La prima vittima fu il progetto europeo: la paura di una Germania unita talmente forte da far diventare l’Europa tedesca, uccise il sogno di un vero soggetto politico che era in fase di avanzata discussione. Focalizzati sulla necessità di legare Berlino, i leader europei partorirono un mostro che poco o nulla aveva di politico, ma che legava i Paesi solo negli ambiti economici e commerciali, dando i poteri a un pugno di superburocrati. Non solo: la stessa moneta unica con cui s’intendeva imbrigliare la Germania era monca, priva di una vera Banca Centrale nella pienezza dei suoi poteri.
Una tale costruzione fu un regalo al Sistema tedesco, che senza essere integrato (e limitato) in un quadro politico complessivo, nel tempo fece valere il peso del suo potere economico, squilibrando le Istituzioni comunitarie a suo favore. I risultati sono sotto gli occhi di tutti, con la Germania che detta le regole di un Sistema largamente incompiuto a propria convenienza.

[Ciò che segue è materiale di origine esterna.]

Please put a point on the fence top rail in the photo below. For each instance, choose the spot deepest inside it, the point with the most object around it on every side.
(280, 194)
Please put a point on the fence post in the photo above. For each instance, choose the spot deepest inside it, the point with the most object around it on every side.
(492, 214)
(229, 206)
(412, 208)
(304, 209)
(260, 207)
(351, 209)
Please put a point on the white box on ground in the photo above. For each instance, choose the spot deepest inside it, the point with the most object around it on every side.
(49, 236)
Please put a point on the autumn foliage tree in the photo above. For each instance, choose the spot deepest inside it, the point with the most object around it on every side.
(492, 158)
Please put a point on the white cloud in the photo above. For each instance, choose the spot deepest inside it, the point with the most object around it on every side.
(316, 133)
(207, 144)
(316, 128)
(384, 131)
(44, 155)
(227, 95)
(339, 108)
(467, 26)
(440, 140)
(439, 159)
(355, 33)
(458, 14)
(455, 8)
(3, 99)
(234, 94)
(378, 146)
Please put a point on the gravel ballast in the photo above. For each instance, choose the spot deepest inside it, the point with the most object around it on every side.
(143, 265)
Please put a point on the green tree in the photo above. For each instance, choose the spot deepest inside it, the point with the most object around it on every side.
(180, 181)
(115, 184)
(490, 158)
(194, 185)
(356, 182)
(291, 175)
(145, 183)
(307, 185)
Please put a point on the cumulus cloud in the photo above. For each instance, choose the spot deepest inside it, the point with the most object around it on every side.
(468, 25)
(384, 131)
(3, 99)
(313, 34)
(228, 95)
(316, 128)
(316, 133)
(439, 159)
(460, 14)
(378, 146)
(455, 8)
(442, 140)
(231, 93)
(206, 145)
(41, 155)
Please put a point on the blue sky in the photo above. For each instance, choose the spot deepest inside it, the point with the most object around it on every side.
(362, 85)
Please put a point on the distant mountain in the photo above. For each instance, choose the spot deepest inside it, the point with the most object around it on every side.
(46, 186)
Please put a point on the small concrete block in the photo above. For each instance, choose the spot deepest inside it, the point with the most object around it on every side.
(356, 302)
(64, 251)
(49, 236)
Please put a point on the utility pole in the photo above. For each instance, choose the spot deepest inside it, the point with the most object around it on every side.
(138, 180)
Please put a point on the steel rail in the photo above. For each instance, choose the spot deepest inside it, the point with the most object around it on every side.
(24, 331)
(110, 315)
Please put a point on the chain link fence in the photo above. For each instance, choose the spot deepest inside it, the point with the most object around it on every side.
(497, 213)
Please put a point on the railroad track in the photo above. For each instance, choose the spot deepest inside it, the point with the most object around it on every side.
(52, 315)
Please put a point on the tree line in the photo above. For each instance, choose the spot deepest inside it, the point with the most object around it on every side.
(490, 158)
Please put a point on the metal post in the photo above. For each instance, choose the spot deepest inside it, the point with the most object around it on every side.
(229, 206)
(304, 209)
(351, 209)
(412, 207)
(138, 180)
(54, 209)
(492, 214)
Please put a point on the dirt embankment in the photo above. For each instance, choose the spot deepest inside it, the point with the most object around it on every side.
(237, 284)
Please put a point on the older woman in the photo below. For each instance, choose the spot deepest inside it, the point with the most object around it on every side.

Ma c’è un altro frutto avvelenato che continua a intossicare il Continente: allora Gorbaciov chiese al Segretario di Stato Baker e poi a Kohl garanzie che la Nato non venisse ampliata, e sia l’uno che l’altro diedero le più ampie rassicurazioni che la stessa Ddr, anche divenuta parte della Germania, sarebbe rimasta fuori dall’Alleanza.

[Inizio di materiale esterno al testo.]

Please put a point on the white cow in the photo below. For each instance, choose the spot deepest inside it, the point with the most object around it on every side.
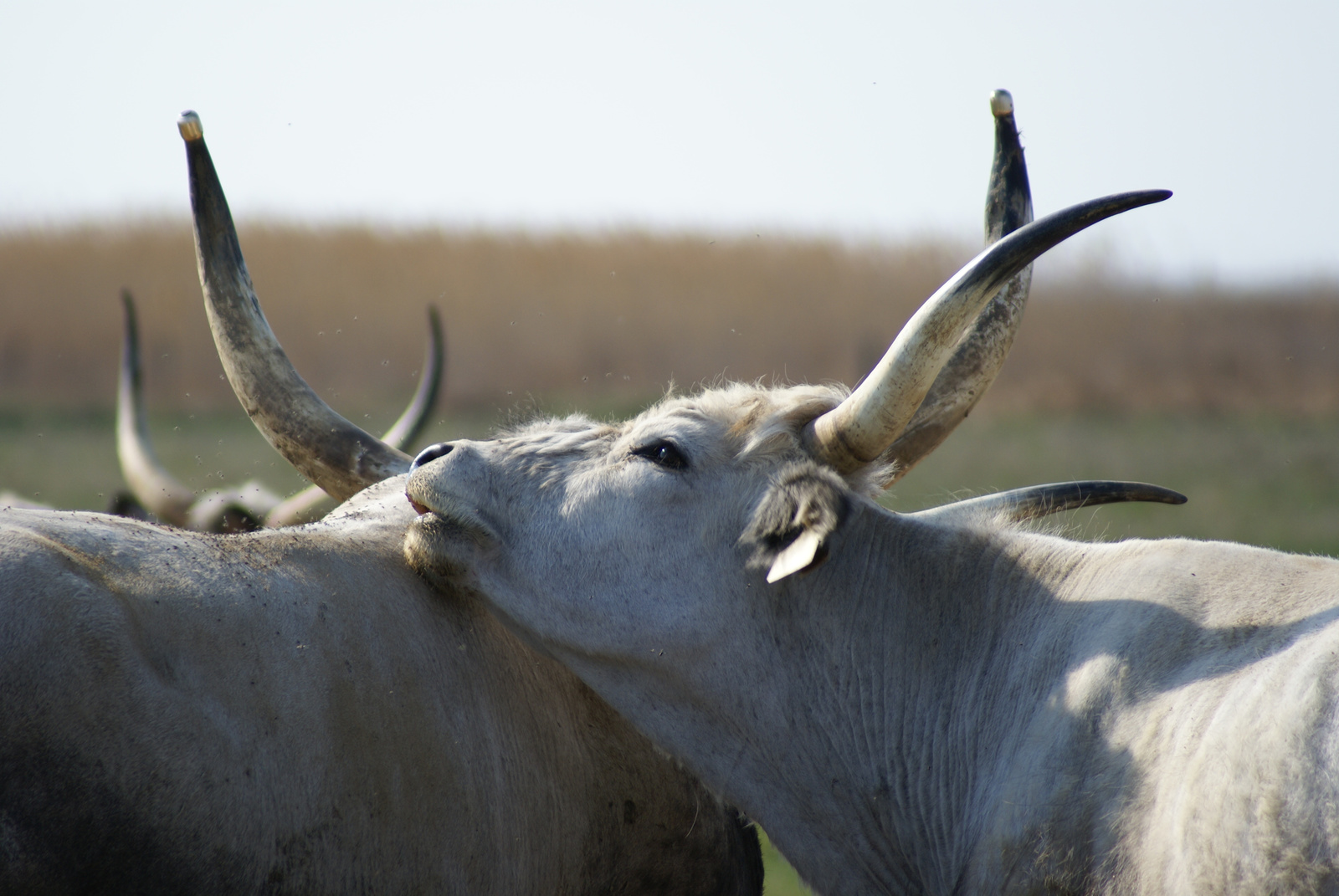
(296, 711)
(908, 704)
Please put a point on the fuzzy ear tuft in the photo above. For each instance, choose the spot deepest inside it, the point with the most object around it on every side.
(790, 526)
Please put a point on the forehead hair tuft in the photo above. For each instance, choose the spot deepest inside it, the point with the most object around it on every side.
(763, 422)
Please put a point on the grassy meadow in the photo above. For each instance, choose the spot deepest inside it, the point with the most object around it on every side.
(1227, 396)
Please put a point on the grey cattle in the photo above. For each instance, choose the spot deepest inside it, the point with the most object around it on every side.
(154, 490)
(296, 711)
(911, 704)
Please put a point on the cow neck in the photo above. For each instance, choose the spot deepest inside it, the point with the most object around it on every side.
(908, 671)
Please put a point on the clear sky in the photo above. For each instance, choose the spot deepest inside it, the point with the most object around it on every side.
(867, 120)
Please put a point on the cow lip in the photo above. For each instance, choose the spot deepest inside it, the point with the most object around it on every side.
(454, 512)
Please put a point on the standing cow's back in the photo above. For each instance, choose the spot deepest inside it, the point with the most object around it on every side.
(295, 711)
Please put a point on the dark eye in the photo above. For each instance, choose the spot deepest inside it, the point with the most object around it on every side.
(663, 453)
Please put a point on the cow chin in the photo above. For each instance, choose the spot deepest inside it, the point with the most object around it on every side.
(444, 552)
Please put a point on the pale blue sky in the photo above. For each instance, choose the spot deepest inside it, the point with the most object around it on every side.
(863, 120)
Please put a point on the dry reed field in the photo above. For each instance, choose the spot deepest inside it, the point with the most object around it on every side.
(593, 320)
(1231, 397)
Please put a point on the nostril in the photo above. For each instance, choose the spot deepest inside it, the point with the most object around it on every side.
(432, 453)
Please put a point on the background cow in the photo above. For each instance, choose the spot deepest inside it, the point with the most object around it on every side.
(296, 711)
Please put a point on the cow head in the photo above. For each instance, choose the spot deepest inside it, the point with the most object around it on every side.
(658, 533)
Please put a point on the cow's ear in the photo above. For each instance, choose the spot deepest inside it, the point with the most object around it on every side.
(792, 524)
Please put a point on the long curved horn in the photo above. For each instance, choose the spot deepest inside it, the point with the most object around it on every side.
(327, 449)
(1035, 501)
(977, 359)
(149, 481)
(861, 428)
(415, 417)
(305, 505)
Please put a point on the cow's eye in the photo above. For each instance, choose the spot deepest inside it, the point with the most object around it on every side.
(663, 453)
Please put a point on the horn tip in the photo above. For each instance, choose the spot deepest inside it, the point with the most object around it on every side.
(1002, 104)
(189, 126)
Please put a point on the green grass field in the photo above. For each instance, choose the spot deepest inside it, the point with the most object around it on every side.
(1263, 479)
(1256, 479)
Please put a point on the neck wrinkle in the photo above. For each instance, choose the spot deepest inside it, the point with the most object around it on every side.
(928, 617)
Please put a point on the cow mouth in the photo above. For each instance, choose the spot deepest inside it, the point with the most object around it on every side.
(448, 516)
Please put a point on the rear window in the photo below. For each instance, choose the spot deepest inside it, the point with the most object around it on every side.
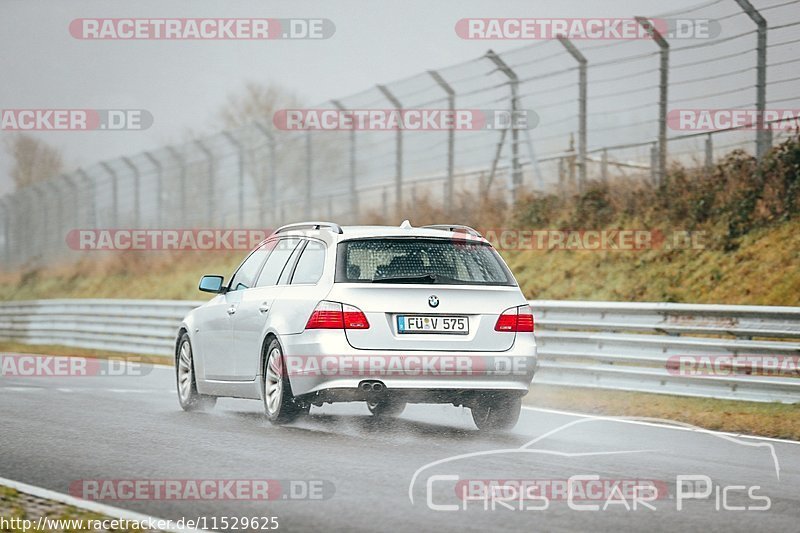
(428, 261)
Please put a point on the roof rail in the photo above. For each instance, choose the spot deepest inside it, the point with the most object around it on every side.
(455, 228)
(311, 225)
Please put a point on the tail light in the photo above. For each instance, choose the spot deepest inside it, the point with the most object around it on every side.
(333, 315)
(516, 319)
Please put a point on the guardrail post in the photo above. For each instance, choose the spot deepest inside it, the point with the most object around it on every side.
(114, 194)
(159, 184)
(136, 190)
(211, 197)
(240, 185)
(582, 102)
(654, 163)
(354, 207)
(451, 106)
(663, 86)
(516, 169)
(398, 183)
(763, 135)
(182, 183)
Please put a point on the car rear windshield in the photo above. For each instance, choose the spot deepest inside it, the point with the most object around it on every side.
(420, 260)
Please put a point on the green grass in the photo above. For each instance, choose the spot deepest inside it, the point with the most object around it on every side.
(762, 271)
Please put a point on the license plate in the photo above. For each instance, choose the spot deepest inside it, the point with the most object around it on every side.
(458, 325)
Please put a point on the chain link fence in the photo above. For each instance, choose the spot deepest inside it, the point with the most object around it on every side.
(601, 108)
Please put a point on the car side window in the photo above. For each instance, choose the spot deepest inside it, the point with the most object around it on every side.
(310, 265)
(245, 276)
(276, 262)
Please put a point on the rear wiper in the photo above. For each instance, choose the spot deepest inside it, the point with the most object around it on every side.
(431, 278)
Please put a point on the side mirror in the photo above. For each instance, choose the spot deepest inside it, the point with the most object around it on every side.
(211, 284)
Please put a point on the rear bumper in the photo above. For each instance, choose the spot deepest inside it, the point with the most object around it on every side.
(323, 364)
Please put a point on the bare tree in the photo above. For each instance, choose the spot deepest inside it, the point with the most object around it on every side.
(257, 103)
(34, 160)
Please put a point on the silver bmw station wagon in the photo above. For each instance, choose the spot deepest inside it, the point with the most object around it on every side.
(319, 313)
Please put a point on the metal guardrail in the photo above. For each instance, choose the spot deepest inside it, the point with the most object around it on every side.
(607, 345)
(627, 346)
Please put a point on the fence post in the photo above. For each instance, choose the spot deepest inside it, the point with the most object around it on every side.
(6, 232)
(451, 106)
(582, 101)
(114, 194)
(516, 169)
(136, 190)
(309, 176)
(182, 179)
(663, 86)
(398, 183)
(42, 202)
(604, 165)
(354, 207)
(763, 134)
(92, 195)
(654, 163)
(240, 192)
(210, 185)
(159, 184)
(273, 179)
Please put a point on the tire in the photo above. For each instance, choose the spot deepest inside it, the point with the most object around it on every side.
(280, 405)
(497, 411)
(386, 407)
(185, 379)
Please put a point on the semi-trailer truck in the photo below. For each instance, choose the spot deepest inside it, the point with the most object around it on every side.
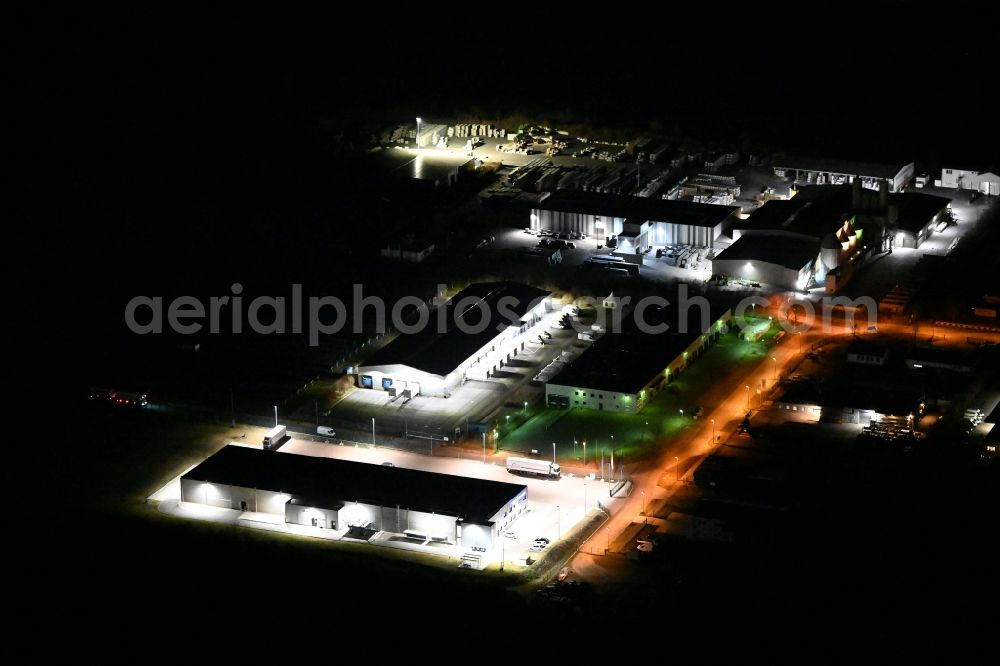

Come andò poi è a tutti noto: Kohl e gli Usa si rimangiarono la promessa e il leader sovietico si piegò in cambio di quel denaro necessario a puntellare l’Urss ormai agonizzante. Fin qui può esserci una logica, vista l’assurdità di un Paese per metà nella Nato e per metà in un Patto di Varsavia che in breve sarebbe scomparso. Ciò che è semplicemente privo di qualsiasi giustificazione e indifendibile, è la corsa del ventennio successivo a estendere la Nato fino ai Paesi Baltici, alle frontiere settentrionali della Russia, ed ora si progetta concretamente anche all’Ucraina.
Un espansionismo dettato esclusivamente dalla precisa volontà di Washington di dilatare la propria egemonia sul Continente e soprattutto di umiliare e stringere la Russia, togliendole ogni spazio vitale. Non ci si può meravigliare se nel 2014 Putin abbia reagito riprendendosi la Crimea.

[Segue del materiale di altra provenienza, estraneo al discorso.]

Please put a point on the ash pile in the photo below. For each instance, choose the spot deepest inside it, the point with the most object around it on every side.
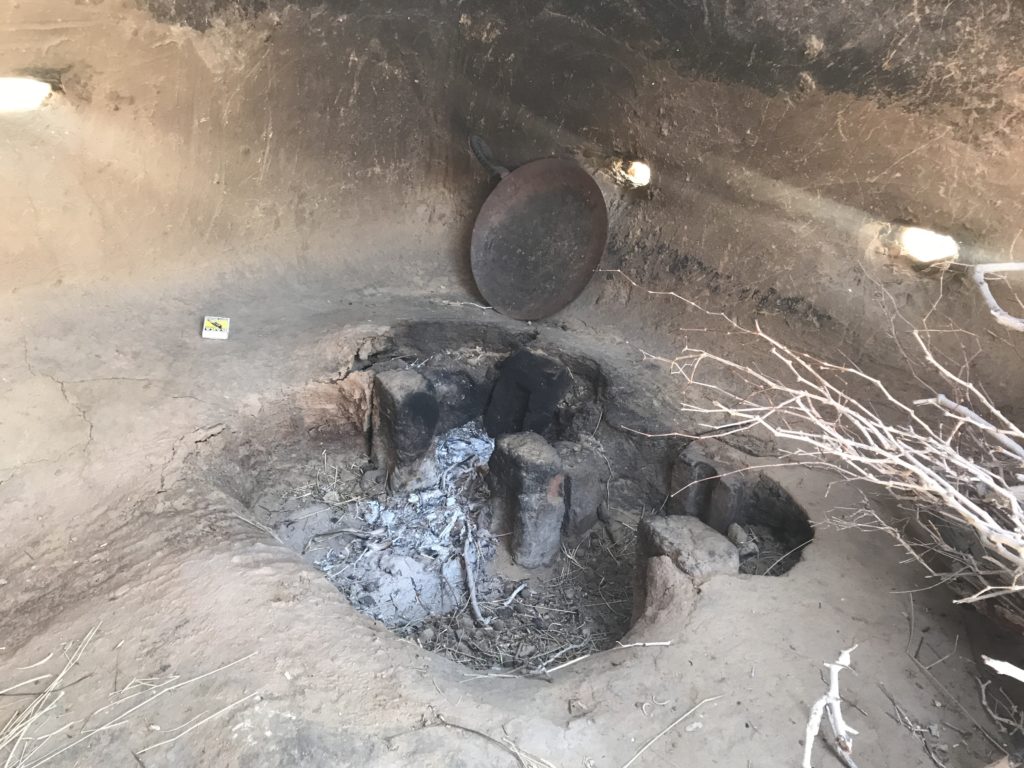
(474, 534)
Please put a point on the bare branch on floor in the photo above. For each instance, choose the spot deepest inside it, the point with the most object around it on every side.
(832, 704)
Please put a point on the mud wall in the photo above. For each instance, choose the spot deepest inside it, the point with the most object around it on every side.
(214, 139)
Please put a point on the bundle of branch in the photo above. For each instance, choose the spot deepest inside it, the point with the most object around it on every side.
(952, 460)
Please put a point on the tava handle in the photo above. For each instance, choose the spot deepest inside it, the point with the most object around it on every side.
(482, 153)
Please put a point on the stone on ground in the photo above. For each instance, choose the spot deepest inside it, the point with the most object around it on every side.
(404, 418)
(695, 548)
(586, 476)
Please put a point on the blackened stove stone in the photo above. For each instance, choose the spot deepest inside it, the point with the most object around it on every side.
(528, 389)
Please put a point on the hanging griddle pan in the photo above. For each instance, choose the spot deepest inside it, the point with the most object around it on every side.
(539, 237)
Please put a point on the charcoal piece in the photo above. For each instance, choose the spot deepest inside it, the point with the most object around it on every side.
(526, 393)
(460, 397)
(526, 481)
(586, 478)
(404, 417)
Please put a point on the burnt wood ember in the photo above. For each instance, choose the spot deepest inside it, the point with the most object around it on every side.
(460, 397)
(526, 485)
(406, 415)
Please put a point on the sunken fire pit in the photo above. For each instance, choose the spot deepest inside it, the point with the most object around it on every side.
(491, 513)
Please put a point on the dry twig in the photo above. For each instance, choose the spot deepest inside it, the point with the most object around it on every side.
(832, 704)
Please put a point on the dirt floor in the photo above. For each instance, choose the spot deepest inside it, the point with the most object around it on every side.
(301, 168)
(139, 547)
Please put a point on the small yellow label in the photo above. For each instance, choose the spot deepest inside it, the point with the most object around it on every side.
(216, 328)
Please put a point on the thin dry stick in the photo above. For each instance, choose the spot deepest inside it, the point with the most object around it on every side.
(979, 273)
(672, 725)
(122, 718)
(217, 714)
(524, 760)
(832, 704)
(1005, 668)
(470, 576)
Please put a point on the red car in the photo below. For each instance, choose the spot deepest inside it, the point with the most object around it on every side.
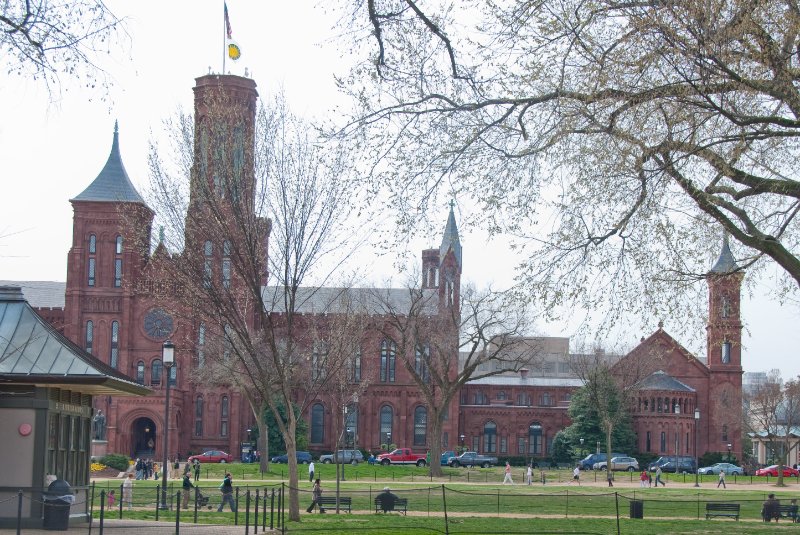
(773, 471)
(213, 456)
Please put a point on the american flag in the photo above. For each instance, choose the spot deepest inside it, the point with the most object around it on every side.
(227, 21)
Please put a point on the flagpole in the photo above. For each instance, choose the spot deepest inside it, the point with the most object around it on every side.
(224, 34)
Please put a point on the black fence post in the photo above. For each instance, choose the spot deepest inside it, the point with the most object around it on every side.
(178, 513)
(246, 513)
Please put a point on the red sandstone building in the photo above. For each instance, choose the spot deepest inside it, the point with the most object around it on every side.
(111, 309)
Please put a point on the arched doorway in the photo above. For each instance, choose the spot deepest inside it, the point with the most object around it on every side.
(143, 433)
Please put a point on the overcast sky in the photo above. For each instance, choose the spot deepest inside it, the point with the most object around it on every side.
(50, 151)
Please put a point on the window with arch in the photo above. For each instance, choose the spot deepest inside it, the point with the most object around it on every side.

Ciò che rimane incomprensibile, a 28 anni dalla fine della Guerra Fredda, è come l’Europa, in questo unica area rimasta al mondo, continui ad accettare passivamente una totale sudditanza a Washington, continui ad essere disposta a pagare un prezzo altissimo per essa, non solo in termini di mancanza di sovranità (che sarebbe enorme per Stati degni di tale nome) ma anche economici.